Standing Rock Sioux claim ‘major victory’ in Dakota Access fight

A federal judge orders the Army Corps of Engineers to redo parts of the environmental study that led to the pipeline’s approval.

CREDIT: AP Photo/Jacquelyn Martin
CREDIT: AP Photo/Jacquelyn Martin

A federal judge has ruled that the Trump administration’s approval of the controversial Dakota Access Pipeline violated federal law in certain critical respects and has ordered the Army Corps of Engineers to reconsider parts of its environmental analysis.

The decision marks the first legal victory of the Trump presidency for the Standing Rock Sioux, which have been fighting the pipeline for nearly a year.

“This decision marks an important turning point,” Jan Hasselman, an Earthjustice attorney representing the tribe, said in a statement. “Until now, the rights of the Standing Rock Sioux Tribe have been disregarded by the builders of the Dakota Access Pipeline and the Trump Administration — prompting a well-deserved global outcry. The federal courts have stepped in where our political systems have failed to protect the rights of Native communities.”

The judge did not render a decision on whether the pipeline — which has been transporting oil since June 1 — should remain operational while the Army Corps reconsiders the environmental study. Parties were asked to present arguments for or against that question at a briefing to be held next week.

The Dakota Access Pipeline extends 1,168 miles from North Dakota to Illinois and is capable of transporting 570,000 barrels of crude oil a day from the Bakken oil fields of North Dakota to a distribution hub in Illinois. From there, the oil is transported via separate pipelines to refineries along the Gulf coast.

The Standing Rock Sioux’s fight against the Dakota Access Pipeline gained national attention last fall, when thousands traveled to North Dakota to join protest camps that had formed near the site of pipeline construction. The tribe argued that they had not been properly consulted in the pipeline permitting process, and they contended that allowing the pipeline to cross under Lake Oahe — just a half mile north of the tribe’s reservation — would endanger both sacred tribal resources and the tribe’s only source of drinking water.

In December, the Obama administration ordered a temporary hold on pipeline construction while the Army Corps conducted a full environmental impact study to determine whether the pipeline had been appropriately sited. But the Trump administration quickly reversed that decision, issuing an executive order just days after his inauguration that directed the Army Corps to “review and approve in an expedited manner” permits for the Dakota Access pipeline. Following those instructions, the Army Corps granted the final easement for the pipeline — allowing it to cross beneath Lake Oahe —just weeks later.

The Standing Rock Sioux instantly challenged the pipeline’s approval, arguing that the Trump administration had failed to review the project for any “significant” environmental impacts — a violation of the National Environmental Policy Act (NEPA), which requires environmental assessments for all major federal projects.

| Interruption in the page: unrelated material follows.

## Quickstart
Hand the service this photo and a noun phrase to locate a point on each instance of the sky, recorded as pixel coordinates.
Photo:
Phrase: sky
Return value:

In his decision, U.S. District Judge James Boasberg, of the U.S. District Court for the District of Columbia, agreed with the tribe that the Army Corps environmental assessment fell short in some — but not all — aspects. Boasberg pointed specifically to the environmental assessment’s shortcomings with regards to the impact of an oil spill on “fishing rights, hunting rights, or environmental justice,” as well as “the degree to which the pipeline’s effects are likely to be highly controversial.”

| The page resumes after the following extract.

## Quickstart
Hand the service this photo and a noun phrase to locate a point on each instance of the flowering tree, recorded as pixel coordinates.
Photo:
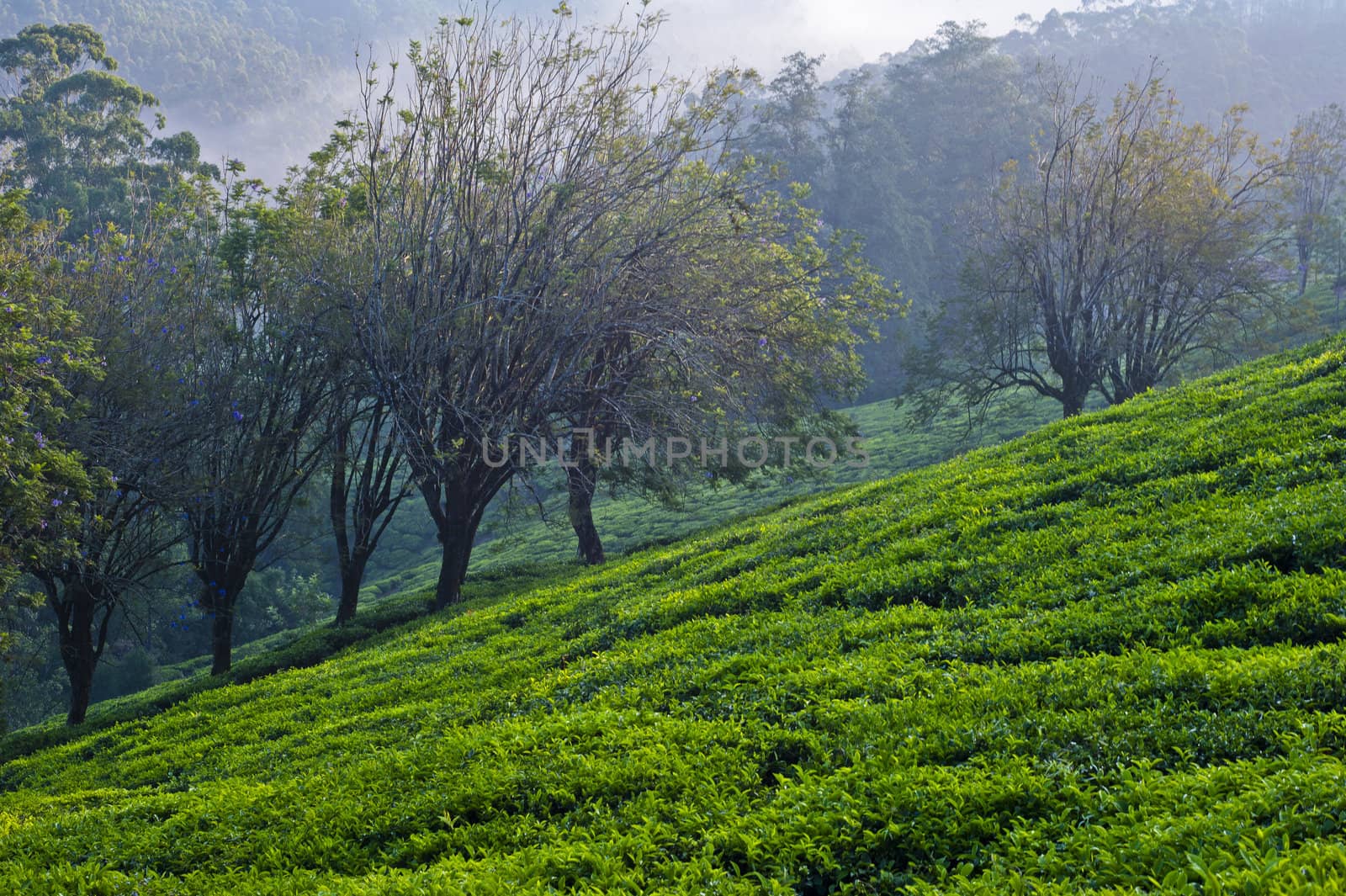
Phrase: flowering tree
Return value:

“This is a huge victory for the tribal nations of the Oceti Sakowin, Water Protectors around the world, and for the Indigenous leaders who led organizing efforts to stop the Dakota Access Pipeline,” Dallas Goldtooth, national Keep It In the Ground organizer with the Indigenous Environmental Network, said in a press statement after Boasberg’s decision was rendered. We’re ecstatic with the court’s decision, and applaud the Standing Rock Sioux Tribe and Cheyenne Sioux for continuing to hold the line and take the fight against the Trump administration and the Dakota Access Pipeline to the nation’s courts.”

Beyond legal concerns, Energy Transfer Partners — the Texas-based company behind the Dakota Access pipeline — has suffered a string of spills and leaks related to both the Dakota Access pipeline and another pipeline project in Ohio. In April, the company admitted to spilling over two million gallons of drilling fluids into “pristine” wetlands in Ohio, according to reports submitted to the state EPA. The spill occurred during construction of a natural gas pipeline, which would stretch 710 miles from Appalachia to Ontario, Canada.

The Dakota Access pipeline leaked three times before becoming operational, spilling a total of 188 gallons of oil. No single spill was large enough to be considered “significant” by the Pipeline and Hazardous Materials Safety Administration, though pipeline protesters noted at the time that the leaks were merely a reminder of risks that communities near the pipelines face.

In April, Judge Boasberg ruled that Energy Transfer Partners could shield certain information about the Dakota Access pipeline — such as spill risks along certain points of the pipeline — from public view.